Thursday, September 10, 2009

Seaplane Right Of Way

The question of who has the right of way on the water comes up very often in training. An airplane on the water has the same right-of-way as any power boat. Logic (and the Marine Police Regulations) dictates that the less manueverable craft should have the right-of-way.
A vessel towing anything is supposed to have ultimate right of way. Sail boats and unpowered craft come next on the food chain. Then there are power boats. The fact is that we are much less manueverable than a power boat. Most seaplanes do not have reverse. We have no neutral. We have limited steering. While on the step (high speed taxi) we have even more limitted steering and stopping options. While in the plow attitude even our vision is limitted by the nose of the plane.

This only matters if the other boaters know or recognize our challenges. Unfortunately, this is not the reality. The other critical fact is that boaters greatly outnumber seaplane pilots. They will have a much better chance of getting us kicked off the lake than we would have of getting them to recognize we are not a threat to their safety and happiness.

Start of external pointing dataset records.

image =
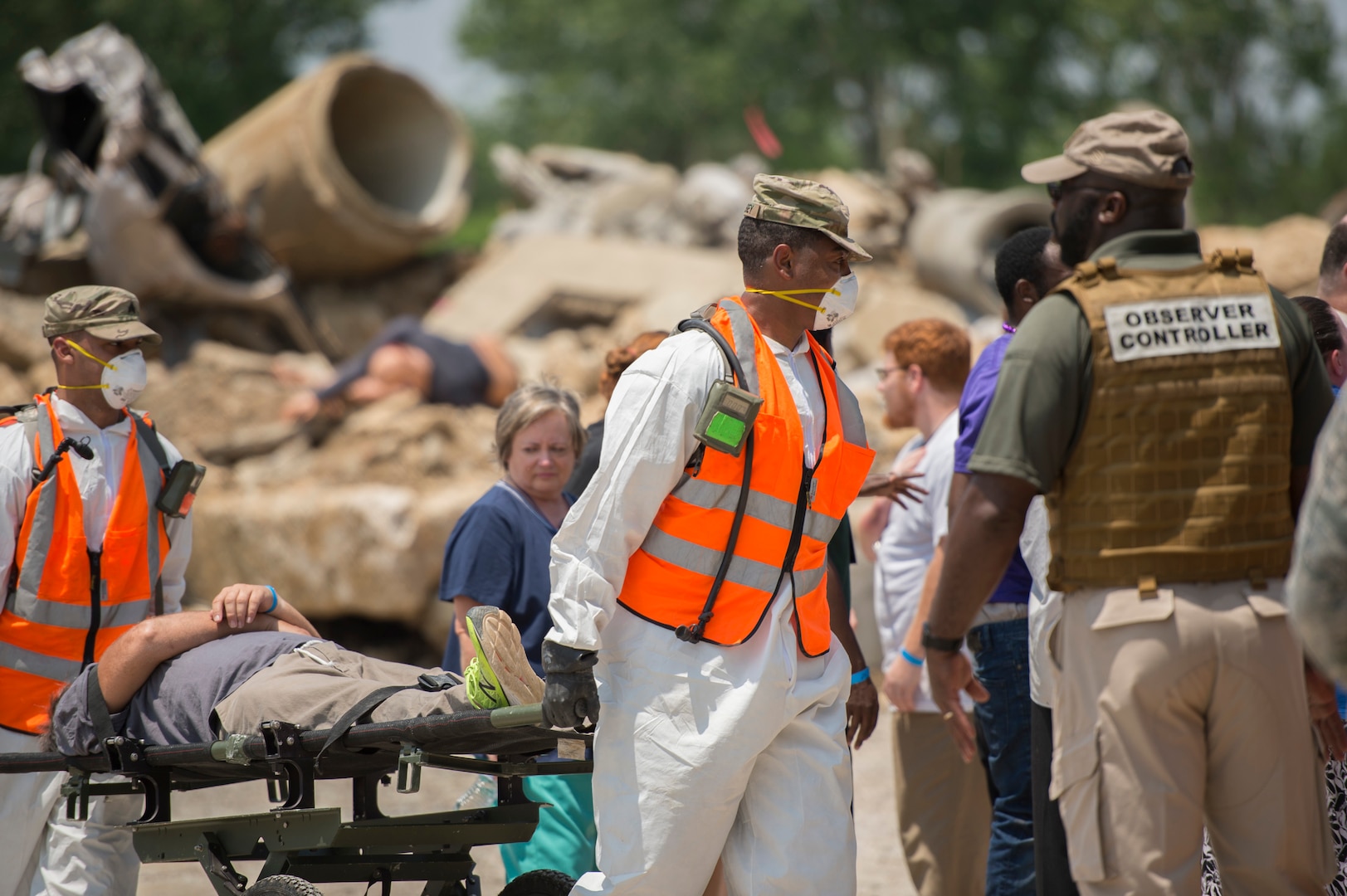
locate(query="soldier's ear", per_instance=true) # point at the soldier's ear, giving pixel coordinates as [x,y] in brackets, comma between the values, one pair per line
[1113,207]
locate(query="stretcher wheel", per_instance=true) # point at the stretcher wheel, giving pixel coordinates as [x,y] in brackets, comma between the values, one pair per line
[540,883]
[283,885]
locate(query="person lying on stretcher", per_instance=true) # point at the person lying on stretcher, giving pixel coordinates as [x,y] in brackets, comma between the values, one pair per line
[197,677]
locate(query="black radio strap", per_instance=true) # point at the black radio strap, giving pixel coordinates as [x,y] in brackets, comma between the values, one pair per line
[695,632]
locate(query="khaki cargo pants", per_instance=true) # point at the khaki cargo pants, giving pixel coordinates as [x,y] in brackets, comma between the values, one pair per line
[314,684]
[1183,709]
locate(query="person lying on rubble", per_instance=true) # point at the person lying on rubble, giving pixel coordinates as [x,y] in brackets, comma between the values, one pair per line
[404,356]
[198,677]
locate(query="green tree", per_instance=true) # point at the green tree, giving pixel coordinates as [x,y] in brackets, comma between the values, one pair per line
[218,57]
[979,85]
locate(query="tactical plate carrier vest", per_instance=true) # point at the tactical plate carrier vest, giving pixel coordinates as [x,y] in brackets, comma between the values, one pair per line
[1183,468]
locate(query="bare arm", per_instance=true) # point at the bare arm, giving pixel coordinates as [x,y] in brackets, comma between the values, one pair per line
[982,539]
[134,656]
[862,704]
[983,535]
[239,606]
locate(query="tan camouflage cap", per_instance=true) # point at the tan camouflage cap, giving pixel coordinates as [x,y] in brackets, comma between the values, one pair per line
[803,204]
[103,311]
[1145,147]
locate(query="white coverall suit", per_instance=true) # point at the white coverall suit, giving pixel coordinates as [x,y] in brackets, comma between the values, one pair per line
[702,751]
[38,842]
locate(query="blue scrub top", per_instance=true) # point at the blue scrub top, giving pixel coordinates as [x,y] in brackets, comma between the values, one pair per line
[499,554]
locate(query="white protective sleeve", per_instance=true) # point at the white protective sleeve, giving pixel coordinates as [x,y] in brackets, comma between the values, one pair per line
[17,464]
[647,442]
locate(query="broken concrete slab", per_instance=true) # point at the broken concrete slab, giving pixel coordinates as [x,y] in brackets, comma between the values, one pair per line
[332,550]
[954,237]
[540,283]
[1286,251]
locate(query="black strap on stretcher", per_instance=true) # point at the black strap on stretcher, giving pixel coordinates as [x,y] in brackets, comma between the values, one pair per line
[101,717]
[375,699]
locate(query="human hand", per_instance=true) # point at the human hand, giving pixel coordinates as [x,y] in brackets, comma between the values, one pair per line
[895,488]
[900,684]
[240,604]
[570,694]
[1323,713]
[953,673]
[862,712]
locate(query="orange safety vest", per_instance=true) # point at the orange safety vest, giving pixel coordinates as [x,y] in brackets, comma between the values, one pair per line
[791,512]
[66,604]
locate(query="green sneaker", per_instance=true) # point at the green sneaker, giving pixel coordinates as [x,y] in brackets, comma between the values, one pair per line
[500,674]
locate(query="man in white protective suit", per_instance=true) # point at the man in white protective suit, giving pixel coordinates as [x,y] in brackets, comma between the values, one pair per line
[690,582]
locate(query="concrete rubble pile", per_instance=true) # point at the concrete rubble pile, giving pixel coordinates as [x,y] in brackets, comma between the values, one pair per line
[332,187]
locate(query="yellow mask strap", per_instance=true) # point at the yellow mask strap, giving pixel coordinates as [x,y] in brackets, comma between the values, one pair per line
[81,351]
[786,295]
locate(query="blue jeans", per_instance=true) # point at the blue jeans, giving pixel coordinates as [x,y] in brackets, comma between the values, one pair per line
[1001,663]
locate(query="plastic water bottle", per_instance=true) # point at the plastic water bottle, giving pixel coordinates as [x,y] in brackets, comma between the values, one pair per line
[480,796]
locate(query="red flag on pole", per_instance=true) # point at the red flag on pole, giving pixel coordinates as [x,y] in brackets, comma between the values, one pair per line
[761,132]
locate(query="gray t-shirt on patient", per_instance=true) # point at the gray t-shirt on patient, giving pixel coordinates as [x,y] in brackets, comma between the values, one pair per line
[177,704]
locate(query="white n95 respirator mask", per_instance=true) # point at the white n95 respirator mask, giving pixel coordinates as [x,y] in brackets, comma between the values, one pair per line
[837,304]
[123,377]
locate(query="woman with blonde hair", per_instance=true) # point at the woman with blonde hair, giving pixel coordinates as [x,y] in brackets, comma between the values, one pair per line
[499,554]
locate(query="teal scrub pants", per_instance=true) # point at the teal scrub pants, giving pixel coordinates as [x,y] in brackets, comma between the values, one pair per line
[566,835]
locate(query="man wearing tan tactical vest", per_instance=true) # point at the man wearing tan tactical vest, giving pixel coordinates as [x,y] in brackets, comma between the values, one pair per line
[1167,405]
[690,582]
[84,555]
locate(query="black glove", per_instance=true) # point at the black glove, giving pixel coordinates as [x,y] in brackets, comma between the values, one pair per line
[570,694]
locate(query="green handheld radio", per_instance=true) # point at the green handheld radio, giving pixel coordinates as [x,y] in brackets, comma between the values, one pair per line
[726,418]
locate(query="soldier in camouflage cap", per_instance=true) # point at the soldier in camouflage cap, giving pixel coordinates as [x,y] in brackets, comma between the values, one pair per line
[804,204]
[637,569]
[81,477]
[103,311]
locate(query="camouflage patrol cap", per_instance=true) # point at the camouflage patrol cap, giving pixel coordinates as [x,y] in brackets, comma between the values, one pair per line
[803,204]
[1145,147]
[103,311]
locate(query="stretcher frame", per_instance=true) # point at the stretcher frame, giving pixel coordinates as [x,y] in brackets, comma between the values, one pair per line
[313,842]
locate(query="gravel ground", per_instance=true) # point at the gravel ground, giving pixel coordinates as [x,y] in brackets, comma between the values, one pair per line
[880,864]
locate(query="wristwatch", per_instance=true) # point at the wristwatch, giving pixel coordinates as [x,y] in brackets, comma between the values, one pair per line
[932,643]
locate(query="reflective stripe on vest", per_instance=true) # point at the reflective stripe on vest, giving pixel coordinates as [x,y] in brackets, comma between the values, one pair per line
[668,577]
[49,627]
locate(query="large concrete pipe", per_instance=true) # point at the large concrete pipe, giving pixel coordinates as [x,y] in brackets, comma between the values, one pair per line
[954,237]
[354,168]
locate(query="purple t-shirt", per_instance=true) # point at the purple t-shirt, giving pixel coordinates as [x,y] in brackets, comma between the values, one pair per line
[974,405]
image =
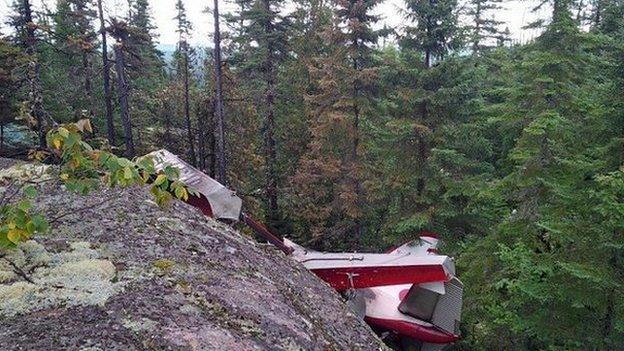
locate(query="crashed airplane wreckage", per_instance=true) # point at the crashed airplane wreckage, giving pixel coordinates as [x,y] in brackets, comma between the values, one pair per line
[411,291]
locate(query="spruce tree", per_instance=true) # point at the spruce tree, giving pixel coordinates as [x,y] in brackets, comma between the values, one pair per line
[26,35]
[183,56]
[485,31]
[333,200]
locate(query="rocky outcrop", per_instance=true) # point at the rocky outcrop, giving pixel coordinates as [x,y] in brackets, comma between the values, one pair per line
[116,272]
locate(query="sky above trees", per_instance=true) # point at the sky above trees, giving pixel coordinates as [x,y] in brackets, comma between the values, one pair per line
[516,14]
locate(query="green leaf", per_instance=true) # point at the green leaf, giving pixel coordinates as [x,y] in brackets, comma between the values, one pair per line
[30,191]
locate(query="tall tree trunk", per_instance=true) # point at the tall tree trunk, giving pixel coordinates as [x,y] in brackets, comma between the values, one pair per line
[108,99]
[187,109]
[355,169]
[219,113]
[269,125]
[122,87]
[34,82]
[476,41]
[86,69]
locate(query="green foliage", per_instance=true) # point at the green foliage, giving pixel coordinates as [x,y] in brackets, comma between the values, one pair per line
[18,222]
[82,170]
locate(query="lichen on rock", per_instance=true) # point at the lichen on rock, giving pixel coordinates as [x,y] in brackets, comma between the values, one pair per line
[67,278]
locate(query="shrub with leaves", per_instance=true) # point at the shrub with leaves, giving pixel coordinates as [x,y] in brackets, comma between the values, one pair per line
[18,223]
[83,169]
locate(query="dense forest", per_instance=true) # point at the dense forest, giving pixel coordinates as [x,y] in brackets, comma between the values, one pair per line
[345,137]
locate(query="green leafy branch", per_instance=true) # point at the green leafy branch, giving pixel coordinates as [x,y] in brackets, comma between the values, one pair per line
[83,169]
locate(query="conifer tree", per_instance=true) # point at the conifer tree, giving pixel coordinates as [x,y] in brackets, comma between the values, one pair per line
[485,31]
[183,55]
[345,84]
[264,25]
[27,37]
[76,38]
[106,80]
[120,31]
[218,135]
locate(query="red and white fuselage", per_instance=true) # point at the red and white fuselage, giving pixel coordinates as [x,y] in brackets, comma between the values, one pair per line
[411,290]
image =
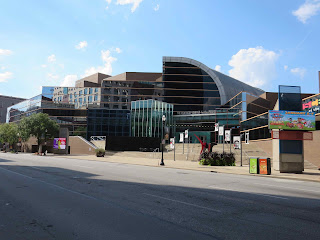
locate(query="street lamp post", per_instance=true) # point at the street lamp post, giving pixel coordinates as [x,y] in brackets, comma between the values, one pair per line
[162,140]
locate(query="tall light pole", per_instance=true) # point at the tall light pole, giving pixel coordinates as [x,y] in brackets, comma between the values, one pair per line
[162,140]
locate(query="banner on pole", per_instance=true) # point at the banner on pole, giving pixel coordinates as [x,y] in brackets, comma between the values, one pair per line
[186,133]
[247,137]
[221,130]
[227,135]
[181,137]
[172,143]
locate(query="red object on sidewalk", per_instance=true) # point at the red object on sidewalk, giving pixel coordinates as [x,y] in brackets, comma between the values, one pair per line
[292,135]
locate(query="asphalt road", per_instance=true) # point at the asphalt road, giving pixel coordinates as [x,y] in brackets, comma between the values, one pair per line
[59,198]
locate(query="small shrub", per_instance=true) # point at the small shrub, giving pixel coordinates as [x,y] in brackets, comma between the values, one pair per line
[100,152]
[216,159]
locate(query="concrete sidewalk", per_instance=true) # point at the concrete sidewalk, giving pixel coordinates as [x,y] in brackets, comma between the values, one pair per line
[308,174]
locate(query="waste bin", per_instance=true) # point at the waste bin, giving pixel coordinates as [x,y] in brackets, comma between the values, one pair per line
[253,166]
[264,166]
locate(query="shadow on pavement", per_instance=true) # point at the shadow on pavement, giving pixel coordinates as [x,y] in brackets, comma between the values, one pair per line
[218,213]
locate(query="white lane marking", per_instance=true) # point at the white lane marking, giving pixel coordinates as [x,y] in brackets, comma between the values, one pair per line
[262,194]
[299,189]
[35,168]
[266,195]
[51,184]
[173,200]
[83,166]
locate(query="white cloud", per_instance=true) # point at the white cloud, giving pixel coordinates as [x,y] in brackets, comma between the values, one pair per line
[5,76]
[5,52]
[254,66]
[300,72]
[82,45]
[307,10]
[118,50]
[135,3]
[52,76]
[106,68]
[217,68]
[156,8]
[52,58]
[69,81]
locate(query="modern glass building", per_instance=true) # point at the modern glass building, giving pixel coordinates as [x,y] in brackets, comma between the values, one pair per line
[106,122]
[146,118]
[190,94]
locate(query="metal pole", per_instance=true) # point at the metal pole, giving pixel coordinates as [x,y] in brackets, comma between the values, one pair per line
[241,148]
[174,149]
[230,140]
[183,144]
[162,163]
[223,141]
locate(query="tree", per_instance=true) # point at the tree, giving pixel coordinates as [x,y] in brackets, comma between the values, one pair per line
[9,133]
[38,125]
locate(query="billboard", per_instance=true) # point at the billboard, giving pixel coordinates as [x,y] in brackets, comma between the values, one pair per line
[59,143]
[292,120]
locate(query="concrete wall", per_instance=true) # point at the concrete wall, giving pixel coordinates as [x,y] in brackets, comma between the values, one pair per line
[80,147]
[312,149]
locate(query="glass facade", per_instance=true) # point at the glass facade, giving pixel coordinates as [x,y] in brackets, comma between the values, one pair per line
[105,122]
[189,88]
[146,118]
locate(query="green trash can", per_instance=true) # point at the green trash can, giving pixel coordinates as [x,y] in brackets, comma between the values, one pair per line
[253,166]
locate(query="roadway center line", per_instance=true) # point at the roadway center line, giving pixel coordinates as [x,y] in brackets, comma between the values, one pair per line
[83,166]
[173,200]
[262,194]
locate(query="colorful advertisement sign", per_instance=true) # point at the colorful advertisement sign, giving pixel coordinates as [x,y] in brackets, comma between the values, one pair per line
[292,120]
[221,130]
[263,166]
[236,142]
[59,143]
[227,135]
[253,168]
[172,143]
[312,105]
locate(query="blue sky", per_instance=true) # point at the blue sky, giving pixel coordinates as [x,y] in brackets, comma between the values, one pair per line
[55,42]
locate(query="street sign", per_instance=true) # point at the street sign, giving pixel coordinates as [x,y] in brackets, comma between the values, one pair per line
[181,137]
[247,137]
[186,133]
[221,130]
[172,143]
[236,142]
[227,135]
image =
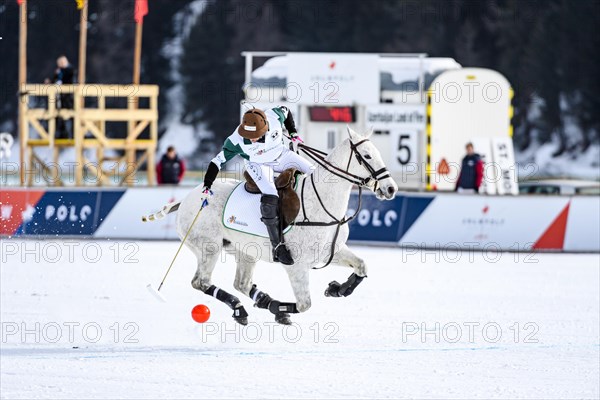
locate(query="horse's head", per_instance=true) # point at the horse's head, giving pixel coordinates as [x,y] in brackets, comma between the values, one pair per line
[365,162]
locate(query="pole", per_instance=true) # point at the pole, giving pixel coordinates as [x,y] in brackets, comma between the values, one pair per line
[82,42]
[22,82]
[137,56]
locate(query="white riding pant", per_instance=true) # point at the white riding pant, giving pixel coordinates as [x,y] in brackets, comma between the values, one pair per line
[263,174]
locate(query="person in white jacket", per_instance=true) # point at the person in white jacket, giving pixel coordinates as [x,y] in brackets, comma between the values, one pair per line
[259,141]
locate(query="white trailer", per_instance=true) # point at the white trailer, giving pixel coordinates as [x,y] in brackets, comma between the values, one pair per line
[390,93]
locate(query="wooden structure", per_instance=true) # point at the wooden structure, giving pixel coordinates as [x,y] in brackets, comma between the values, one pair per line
[136,146]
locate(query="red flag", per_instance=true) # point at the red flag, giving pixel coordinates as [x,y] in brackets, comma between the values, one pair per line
[141,9]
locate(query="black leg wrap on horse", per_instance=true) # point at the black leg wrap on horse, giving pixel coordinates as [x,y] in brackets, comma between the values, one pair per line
[239,312]
[261,299]
[277,307]
[223,296]
[346,288]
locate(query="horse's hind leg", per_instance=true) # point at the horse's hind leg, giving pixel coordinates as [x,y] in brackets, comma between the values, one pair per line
[346,257]
[243,283]
[208,256]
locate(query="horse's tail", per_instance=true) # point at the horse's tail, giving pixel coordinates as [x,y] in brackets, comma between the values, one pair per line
[168,209]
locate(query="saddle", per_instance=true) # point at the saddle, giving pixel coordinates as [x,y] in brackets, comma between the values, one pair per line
[289,202]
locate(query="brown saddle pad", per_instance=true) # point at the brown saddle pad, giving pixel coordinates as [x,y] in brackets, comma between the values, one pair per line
[289,203]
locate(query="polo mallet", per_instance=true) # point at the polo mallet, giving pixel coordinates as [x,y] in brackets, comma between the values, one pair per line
[156,293]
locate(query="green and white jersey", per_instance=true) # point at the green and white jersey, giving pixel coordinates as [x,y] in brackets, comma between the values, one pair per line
[262,151]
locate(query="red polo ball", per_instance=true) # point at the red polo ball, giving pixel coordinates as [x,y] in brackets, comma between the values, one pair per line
[200,313]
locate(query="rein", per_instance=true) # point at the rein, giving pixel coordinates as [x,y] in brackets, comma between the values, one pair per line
[319,157]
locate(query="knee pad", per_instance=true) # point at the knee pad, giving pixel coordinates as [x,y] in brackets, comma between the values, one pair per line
[268,206]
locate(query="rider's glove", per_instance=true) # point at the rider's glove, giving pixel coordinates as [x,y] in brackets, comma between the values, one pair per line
[296,138]
[206,193]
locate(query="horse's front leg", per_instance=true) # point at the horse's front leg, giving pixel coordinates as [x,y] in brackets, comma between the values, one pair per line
[346,257]
[298,275]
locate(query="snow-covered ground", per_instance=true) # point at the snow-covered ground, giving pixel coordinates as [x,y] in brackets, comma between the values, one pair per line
[78,322]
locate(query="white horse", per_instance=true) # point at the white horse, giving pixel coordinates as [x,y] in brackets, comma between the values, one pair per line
[326,194]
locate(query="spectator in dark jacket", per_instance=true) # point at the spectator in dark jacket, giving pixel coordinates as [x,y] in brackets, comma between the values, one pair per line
[471,172]
[63,75]
[170,169]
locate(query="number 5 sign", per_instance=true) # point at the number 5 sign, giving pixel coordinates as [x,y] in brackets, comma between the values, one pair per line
[404,148]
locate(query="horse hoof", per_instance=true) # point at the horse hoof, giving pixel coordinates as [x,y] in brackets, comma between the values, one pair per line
[333,290]
[240,315]
[283,318]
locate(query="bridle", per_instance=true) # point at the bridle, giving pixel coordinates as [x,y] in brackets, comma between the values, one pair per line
[374,175]
[319,157]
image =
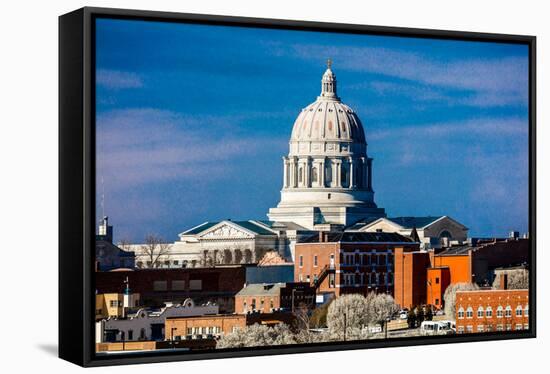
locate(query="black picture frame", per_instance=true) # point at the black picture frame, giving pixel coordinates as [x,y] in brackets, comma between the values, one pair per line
[77,187]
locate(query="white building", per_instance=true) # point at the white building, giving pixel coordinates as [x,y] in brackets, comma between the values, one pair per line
[145,324]
[327,185]
[431,232]
[327,175]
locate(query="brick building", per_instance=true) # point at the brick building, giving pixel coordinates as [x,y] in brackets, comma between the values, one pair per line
[410,277]
[421,277]
[492,310]
[212,327]
[217,285]
[349,262]
[267,298]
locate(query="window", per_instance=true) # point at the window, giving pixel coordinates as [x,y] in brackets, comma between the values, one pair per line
[480,312]
[178,285]
[508,311]
[195,284]
[160,286]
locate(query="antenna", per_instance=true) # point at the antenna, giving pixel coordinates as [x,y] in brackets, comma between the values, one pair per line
[102,198]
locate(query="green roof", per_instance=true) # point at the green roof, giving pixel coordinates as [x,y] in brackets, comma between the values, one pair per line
[418,222]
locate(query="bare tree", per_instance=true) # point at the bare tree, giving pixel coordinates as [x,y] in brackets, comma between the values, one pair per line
[381,307]
[155,251]
[347,315]
[258,336]
[450,296]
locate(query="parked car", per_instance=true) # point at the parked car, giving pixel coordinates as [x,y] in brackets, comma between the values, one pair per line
[435,328]
[375,329]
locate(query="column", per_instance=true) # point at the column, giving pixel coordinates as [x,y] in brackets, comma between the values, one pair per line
[322,173]
[338,172]
[285,172]
[369,180]
[307,166]
[350,185]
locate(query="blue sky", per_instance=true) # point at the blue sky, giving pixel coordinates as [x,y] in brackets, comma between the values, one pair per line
[192,122]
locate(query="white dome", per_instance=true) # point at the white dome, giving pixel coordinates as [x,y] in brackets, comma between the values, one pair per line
[327,125]
[328,120]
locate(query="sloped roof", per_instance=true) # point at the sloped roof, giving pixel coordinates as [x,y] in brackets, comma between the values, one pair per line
[270,289]
[351,237]
[249,225]
[418,222]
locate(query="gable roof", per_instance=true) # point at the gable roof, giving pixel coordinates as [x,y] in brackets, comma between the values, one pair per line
[248,225]
[365,237]
[418,222]
[257,289]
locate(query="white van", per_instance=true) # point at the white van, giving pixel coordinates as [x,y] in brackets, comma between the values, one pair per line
[435,328]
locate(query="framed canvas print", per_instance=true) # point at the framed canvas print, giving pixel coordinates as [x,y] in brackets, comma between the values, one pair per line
[236,186]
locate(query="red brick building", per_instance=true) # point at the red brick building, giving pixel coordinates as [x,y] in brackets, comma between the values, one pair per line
[492,310]
[349,262]
[268,298]
[422,277]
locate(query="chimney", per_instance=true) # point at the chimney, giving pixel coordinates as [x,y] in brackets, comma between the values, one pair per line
[503,281]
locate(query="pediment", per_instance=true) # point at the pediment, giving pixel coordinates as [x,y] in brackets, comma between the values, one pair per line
[226,230]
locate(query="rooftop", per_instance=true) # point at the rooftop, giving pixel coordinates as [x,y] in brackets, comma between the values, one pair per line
[364,237]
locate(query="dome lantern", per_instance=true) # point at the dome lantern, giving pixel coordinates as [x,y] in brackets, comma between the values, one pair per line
[328,83]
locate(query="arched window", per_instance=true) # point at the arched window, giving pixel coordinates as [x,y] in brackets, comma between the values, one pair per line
[314,176]
[345,175]
[508,311]
[328,173]
[480,312]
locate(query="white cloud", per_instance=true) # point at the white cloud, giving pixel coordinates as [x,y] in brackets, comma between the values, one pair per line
[116,80]
[143,146]
[486,82]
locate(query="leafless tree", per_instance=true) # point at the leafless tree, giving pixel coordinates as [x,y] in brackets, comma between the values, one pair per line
[516,280]
[258,336]
[155,251]
[450,297]
[347,314]
[381,307]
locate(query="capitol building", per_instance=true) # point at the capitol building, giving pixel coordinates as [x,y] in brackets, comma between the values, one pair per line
[327,186]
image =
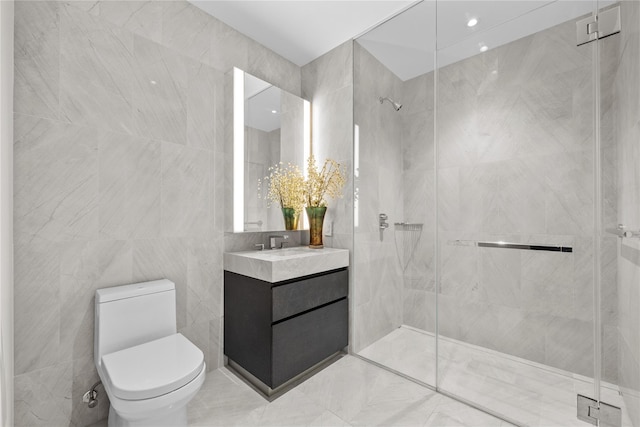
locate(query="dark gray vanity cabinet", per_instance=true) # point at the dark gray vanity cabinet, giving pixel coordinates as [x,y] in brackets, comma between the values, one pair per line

Part of being a good seaplane pilot is to learn to be defensive if not transparent in all our actions. Don't fly low over houses and boats. Don't fly super early in the morning. Don't do anything that might scare the other boaters. Give way whenever there may be a question. I have heard boaters worry that a seaplane might lose control and crash into their pontoon boat on landing. I have no easy way to educate thus guy, and there are thousands more like him. Our best course of action is to expose these people to as many good examples of seaplane courtesy as we can.